現代スーツの直接の祖先「ラウンジスーツ」の誕生
現在私たちが着ているスーツにもっとも近い形が生まれたのは、19世紀後半、ヴィクトリア朝時代のイギリスでした。フロックコートよりも丈が短く、動きやすい「ラウンジスーツ」が登場したのです。当初は余暇・略装として着られていましたが、次第に社交の場やビジネスシーンにも取り入れられるようになり、これが現代のビジネススーツの直接の原型になったとされています。

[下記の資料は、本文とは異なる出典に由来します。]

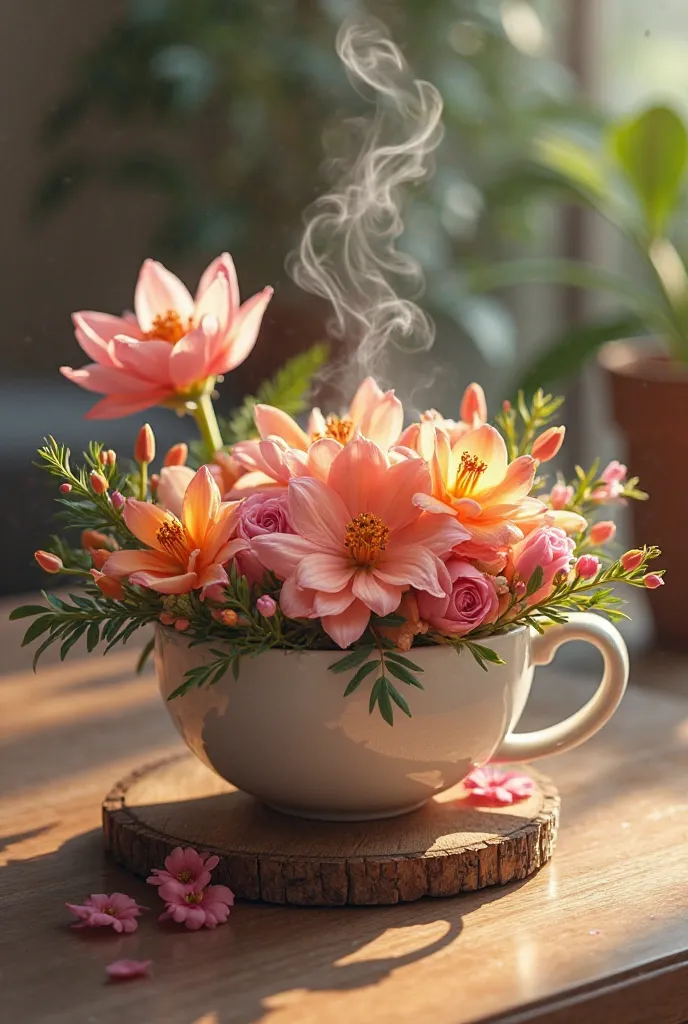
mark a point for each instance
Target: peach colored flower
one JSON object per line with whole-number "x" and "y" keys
{"x": 360, "y": 541}
{"x": 124, "y": 970}
{"x": 493, "y": 786}
{"x": 375, "y": 414}
{"x": 198, "y": 907}
{"x": 173, "y": 346}
{"x": 186, "y": 866}
{"x": 99, "y": 910}
{"x": 474, "y": 479}
{"x": 182, "y": 553}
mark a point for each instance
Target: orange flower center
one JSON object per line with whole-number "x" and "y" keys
{"x": 172, "y": 539}
{"x": 339, "y": 429}
{"x": 367, "y": 538}
{"x": 470, "y": 470}
{"x": 168, "y": 327}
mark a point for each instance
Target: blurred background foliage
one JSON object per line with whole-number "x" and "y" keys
{"x": 225, "y": 103}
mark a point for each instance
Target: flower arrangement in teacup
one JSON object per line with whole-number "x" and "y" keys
{"x": 352, "y": 532}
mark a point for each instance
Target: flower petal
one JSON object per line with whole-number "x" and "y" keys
{"x": 158, "y": 292}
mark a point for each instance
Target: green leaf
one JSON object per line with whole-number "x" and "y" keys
{"x": 28, "y": 609}
{"x": 403, "y": 674}
{"x": 357, "y": 679}
{"x": 567, "y": 352}
{"x": 400, "y": 659}
{"x": 535, "y": 581}
{"x": 652, "y": 151}
{"x": 351, "y": 660}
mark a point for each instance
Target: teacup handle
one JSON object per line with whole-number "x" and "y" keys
{"x": 585, "y": 723}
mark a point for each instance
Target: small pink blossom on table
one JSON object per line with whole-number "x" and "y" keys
{"x": 198, "y": 907}
{"x": 99, "y": 910}
{"x": 493, "y": 786}
{"x": 184, "y": 867}
{"x": 124, "y": 970}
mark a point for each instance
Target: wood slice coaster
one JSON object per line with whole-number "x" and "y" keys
{"x": 446, "y": 847}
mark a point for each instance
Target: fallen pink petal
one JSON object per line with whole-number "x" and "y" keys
{"x": 125, "y": 970}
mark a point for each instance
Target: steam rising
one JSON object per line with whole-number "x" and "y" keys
{"x": 348, "y": 251}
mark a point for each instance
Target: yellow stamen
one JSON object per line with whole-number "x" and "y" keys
{"x": 171, "y": 537}
{"x": 339, "y": 429}
{"x": 168, "y": 327}
{"x": 367, "y": 538}
{"x": 470, "y": 471}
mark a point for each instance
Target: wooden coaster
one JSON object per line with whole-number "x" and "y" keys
{"x": 446, "y": 847}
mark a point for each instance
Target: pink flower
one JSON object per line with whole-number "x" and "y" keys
{"x": 118, "y": 911}
{"x": 173, "y": 346}
{"x": 588, "y": 566}
{"x": 123, "y": 970}
{"x": 492, "y": 786}
{"x": 266, "y": 605}
{"x": 560, "y": 496}
{"x": 548, "y": 548}
{"x": 181, "y": 554}
{"x": 601, "y": 532}
{"x": 184, "y": 866}
{"x": 472, "y": 602}
{"x": 198, "y": 906}
{"x": 360, "y": 541}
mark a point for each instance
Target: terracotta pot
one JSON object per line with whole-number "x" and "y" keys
{"x": 650, "y": 399}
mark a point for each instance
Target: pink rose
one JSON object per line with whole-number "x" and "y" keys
{"x": 548, "y": 547}
{"x": 260, "y": 514}
{"x": 472, "y": 602}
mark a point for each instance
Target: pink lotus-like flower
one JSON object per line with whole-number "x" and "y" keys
{"x": 181, "y": 554}
{"x": 98, "y": 910}
{"x": 197, "y": 907}
{"x": 124, "y": 970}
{"x": 174, "y": 345}
{"x": 186, "y": 867}
{"x": 360, "y": 541}
{"x": 473, "y": 601}
{"x": 492, "y": 786}
{"x": 375, "y": 414}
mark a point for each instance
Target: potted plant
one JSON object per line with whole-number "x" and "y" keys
{"x": 635, "y": 176}
{"x": 304, "y": 583}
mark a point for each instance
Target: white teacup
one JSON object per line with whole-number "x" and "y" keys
{"x": 284, "y": 732}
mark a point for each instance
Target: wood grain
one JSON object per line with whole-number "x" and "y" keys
{"x": 445, "y": 848}
{"x": 514, "y": 953}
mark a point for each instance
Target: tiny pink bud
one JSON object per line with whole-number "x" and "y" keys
{"x": 603, "y": 531}
{"x": 548, "y": 443}
{"x": 144, "y": 449}
{"x": 177, "y": 455}
{"x": 473, "y": 404}
{"x": 632, "y": 559}
{"x": 266, "y": 605}
{"x": 588, "y": 566}
{"x": 48, "y": 561}
{"x": 98, "y": 482}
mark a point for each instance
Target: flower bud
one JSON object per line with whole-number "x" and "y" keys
{"x": 98, "y": 482}
{"x": 632, "y": 559}
{"x": 48, "y": 561}
{"x": 588, "y": 566}
{"x": 266, "y": 605}
{"x": 548, "y": 443}
{"x": 601, "y": 532}
{"x": 177, "y": 455}
{"x": 144, "y": 449}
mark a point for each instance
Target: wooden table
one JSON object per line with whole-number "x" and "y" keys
{"x": 599, "y": 935}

この時期、ロンドンのサヴィル・ロウという通りには名だたる仕立て職人(テーラー)が集まり、体型に合わせてスーツを仕立てる「ビスポーク」の文化が花開きました。ビスポークという言葉は「be spoken for(注文する)」に由来し、仕立て屋と客が対話をしながら一着を作り上げていく、まさにオーダーメイドの原点です。この文化は現在に至るまで、世界のスーツ文化の中心地としてサヴィル・ロウの名を残しています。
もう一つの起源説 〜軍服がスーツになった?〜
面白いのが「スーツは軍服から生まれた」という説です。ヴィクトリア朝の時代、植民地紛争やボーア戦争などが終わり、軍務を離れた兵士たちが、それまで着ていた窮屈な立ち襟に息苦しさを感じ、第一ボタンを外して外側に折り返すようになったことが、現在のスーツの「下襟(ラペル)」の原型になったという説です。実は日本の学生服(学ラン)の詰襟も、この軍服をルーツに持つと言われており、スーツと学ランが同じ源流を持つというのはなかなか興味深い話です。
日本にスーツが伝わったのは明治時代
日本にスーツ文化が根付いたのは明治時代のことです。文明開化の流れの中で、西洋式の服装がまず政府高官や軍人の間で採用され、明治天皇が公務で洋装を着用したことも国民に大きな影響を与えたとされています。大正から昭和初期には都市部の実業家や知識人を中心にスーツが普及し、東京や大阪には仕立屋が数多く生まれました。戦後の高度経済成長期には百貨店や量販店で既製スーツが広く出回るようになり、スーツは「サラリーマンの仕事着」として日本社会に定着していきました。
まとめ
こうして辿ってみると、スーツは単なる「仕事着」ではなく、宮廷文化・産業革命・軍服・市民社会の発展といった、数百年にわたる歴史の積み重ねの上に成り立っていることが分かります。今着ているスーツにも、こうした長い歴史の断片が息づいていると思うと、いつもの一着への愛着もまた少し変わってくるのではないでしょうか。